Goethe and Wilhelm Meister Novalis criticises thus: "Goethe is an altogether practical poet. His works are what English wares are—simple, neat, suitable to their purpose, and durable.... He has, like the Englishman, a natural sense of order and economy, and an acquired sense of what is fine and noble.... Wilhelm Meister's Lehrjahre is, in a way, altogether modern and prosaic. Romance perishes in it, and so does the poetry, the magic quality, of nature. The book only deals with everyday human affairs; nature, and the belief in her mysterious powers, are quite forgotten. It is a poetically written story of bourgeois domestic life, in which the marvellous is expressly treated as poetry and fancy. Artistic atheism is the spirit of the book. Wilhelm Meister is a Candide directed against poetry."
Novalis's aim, then, is to produce a work exactly the opposite of this, one in which everything is finally resolved into poetry, in which "the world becomes soul." For everything is soul. "Nature is to the soul what a solid body is to light. The solid substance stops light, breaks it up into wonderful colours, &c., &c. Human beings are soul prisms."
His novel is, then, an allegory, the key to which is contained in the fairy-tale introduced into the story. This fairy-tale is supposed to show how the true eternal world comes into existence; it is a description of the restoration of that kingdom of love and poetry in which the great "world-soul expands and blooms everlastingly." Novalis believes that, since the existing heaven and the existing earth are of a prosaic nature, and since our age is an age of utilitarianism, a poetical day of judgment must come, a spell must be broken, before the new life can blossom forth.—Arcturus and his daughter slumber, frozen in their palace of ice.
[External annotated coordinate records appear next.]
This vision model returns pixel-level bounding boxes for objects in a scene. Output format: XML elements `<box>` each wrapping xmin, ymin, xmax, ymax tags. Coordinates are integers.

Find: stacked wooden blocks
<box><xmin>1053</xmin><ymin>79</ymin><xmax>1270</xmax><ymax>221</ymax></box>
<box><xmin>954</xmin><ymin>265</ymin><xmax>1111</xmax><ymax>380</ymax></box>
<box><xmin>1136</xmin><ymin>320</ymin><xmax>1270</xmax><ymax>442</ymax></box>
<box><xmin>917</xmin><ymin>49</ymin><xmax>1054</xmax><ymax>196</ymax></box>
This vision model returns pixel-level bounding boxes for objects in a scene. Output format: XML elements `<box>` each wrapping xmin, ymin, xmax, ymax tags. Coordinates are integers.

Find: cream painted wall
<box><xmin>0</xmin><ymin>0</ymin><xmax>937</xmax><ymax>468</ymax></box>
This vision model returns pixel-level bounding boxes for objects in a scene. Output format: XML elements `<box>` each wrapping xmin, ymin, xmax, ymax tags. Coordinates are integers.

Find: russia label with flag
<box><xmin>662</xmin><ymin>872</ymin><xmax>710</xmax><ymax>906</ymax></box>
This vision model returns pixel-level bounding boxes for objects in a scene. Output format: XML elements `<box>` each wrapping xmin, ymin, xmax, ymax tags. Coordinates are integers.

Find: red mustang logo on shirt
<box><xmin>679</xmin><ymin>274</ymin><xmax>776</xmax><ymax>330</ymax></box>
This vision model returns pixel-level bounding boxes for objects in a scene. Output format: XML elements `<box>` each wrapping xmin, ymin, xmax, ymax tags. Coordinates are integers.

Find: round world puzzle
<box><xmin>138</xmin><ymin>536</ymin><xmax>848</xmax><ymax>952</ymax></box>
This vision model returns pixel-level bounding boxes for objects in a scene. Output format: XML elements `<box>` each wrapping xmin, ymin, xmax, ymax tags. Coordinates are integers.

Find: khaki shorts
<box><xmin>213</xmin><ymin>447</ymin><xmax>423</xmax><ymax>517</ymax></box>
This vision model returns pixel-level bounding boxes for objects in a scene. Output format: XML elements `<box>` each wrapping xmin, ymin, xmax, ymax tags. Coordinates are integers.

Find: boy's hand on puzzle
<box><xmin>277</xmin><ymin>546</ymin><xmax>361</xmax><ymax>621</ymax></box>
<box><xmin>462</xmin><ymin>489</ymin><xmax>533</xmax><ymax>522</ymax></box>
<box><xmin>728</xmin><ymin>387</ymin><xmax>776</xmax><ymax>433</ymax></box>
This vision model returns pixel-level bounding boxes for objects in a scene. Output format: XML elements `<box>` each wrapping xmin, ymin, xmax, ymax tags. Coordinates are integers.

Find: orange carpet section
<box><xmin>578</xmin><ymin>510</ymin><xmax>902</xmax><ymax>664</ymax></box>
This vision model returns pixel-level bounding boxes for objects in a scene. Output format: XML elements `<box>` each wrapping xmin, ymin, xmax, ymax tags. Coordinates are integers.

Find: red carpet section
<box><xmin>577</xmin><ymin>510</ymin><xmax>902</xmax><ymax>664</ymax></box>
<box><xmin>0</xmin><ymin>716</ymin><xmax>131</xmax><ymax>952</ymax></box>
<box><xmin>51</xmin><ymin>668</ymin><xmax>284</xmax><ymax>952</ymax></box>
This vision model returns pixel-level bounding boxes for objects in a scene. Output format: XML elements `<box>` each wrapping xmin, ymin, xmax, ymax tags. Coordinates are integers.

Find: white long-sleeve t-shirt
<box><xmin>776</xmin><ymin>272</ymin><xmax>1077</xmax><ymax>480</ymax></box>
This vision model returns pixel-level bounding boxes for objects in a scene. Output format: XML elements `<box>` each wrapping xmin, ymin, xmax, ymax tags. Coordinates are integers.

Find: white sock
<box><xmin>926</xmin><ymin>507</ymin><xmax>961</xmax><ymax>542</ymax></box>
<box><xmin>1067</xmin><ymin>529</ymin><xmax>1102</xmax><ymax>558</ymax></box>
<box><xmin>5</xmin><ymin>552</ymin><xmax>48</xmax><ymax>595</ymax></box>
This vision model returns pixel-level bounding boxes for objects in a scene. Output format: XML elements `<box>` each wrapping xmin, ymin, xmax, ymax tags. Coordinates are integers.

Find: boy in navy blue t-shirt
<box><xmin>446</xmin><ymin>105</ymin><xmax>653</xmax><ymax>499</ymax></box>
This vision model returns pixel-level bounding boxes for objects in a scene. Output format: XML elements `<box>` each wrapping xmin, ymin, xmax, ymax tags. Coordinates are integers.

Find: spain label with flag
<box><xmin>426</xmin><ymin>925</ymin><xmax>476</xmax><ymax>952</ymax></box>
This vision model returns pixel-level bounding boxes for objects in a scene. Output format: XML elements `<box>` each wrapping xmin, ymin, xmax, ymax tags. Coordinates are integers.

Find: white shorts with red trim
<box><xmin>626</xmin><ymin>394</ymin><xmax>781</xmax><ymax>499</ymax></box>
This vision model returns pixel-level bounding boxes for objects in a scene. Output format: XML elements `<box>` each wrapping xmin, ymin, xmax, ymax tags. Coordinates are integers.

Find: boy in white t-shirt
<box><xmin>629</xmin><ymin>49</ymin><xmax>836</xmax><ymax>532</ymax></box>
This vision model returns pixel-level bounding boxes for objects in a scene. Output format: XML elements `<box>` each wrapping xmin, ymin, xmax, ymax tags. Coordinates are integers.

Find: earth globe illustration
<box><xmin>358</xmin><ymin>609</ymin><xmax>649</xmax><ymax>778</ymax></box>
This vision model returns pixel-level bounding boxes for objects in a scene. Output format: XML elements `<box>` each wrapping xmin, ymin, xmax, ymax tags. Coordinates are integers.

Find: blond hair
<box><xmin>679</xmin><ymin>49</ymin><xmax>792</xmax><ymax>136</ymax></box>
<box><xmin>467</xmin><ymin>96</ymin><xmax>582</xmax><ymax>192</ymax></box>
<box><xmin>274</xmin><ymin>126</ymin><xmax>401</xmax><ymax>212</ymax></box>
They are released by Fable (i.e. Poetry) and her brother, Eros. Eros is the child of the restless father, Reason, and the faithful mother, the Heart. Fable owes her being to unfaithfulness on the part of Reason; she is born of Fancy, daughter of the Moon; her godmother is the guardian of the domestic altar, Sophia, Heavenly Wisdom.
Against the good powers in this allegory a conspiracy is formed by the Writer. The Writer is the spirit of prose, of narrow enlightenment; he is depicted as constantly writing. When Sophia dips what he has written into a bowl which stands upon the altar, a little of it sometimes remains legible, but often it is all washed out. If drops from the bowl happen to fall upon him, they fall from him again in the shape of numbers and geometric figures, which he eagerly collects, strings upon a thread, and wears round his neck as an ornament. The Writer is Novalis's Nureddin. The result of his plot is the imprisonment of the Father and Mother and the destruction of the altar.
But Fable has escaped. She descends into the realm of Evil, and exterminates Evil by delivering up the Passions to the power of the death-bringing Fates. Time and Mortality are now no more. "The last thread of the flax is spun; the lifeless is reanimated; life reigns." In a universal conflagration, the mother, the Heart, is burned to death, the sun disappears, and the ice is melted round the palace of Arcturus. Through a new, happy earth, stretching far and wide under a new heaven, Eros and Fable pass into the palace. Fable has fulfilled her mission; she has brought Eros to his beloved, the daughter of the king. The kingdom of poetry and love is established.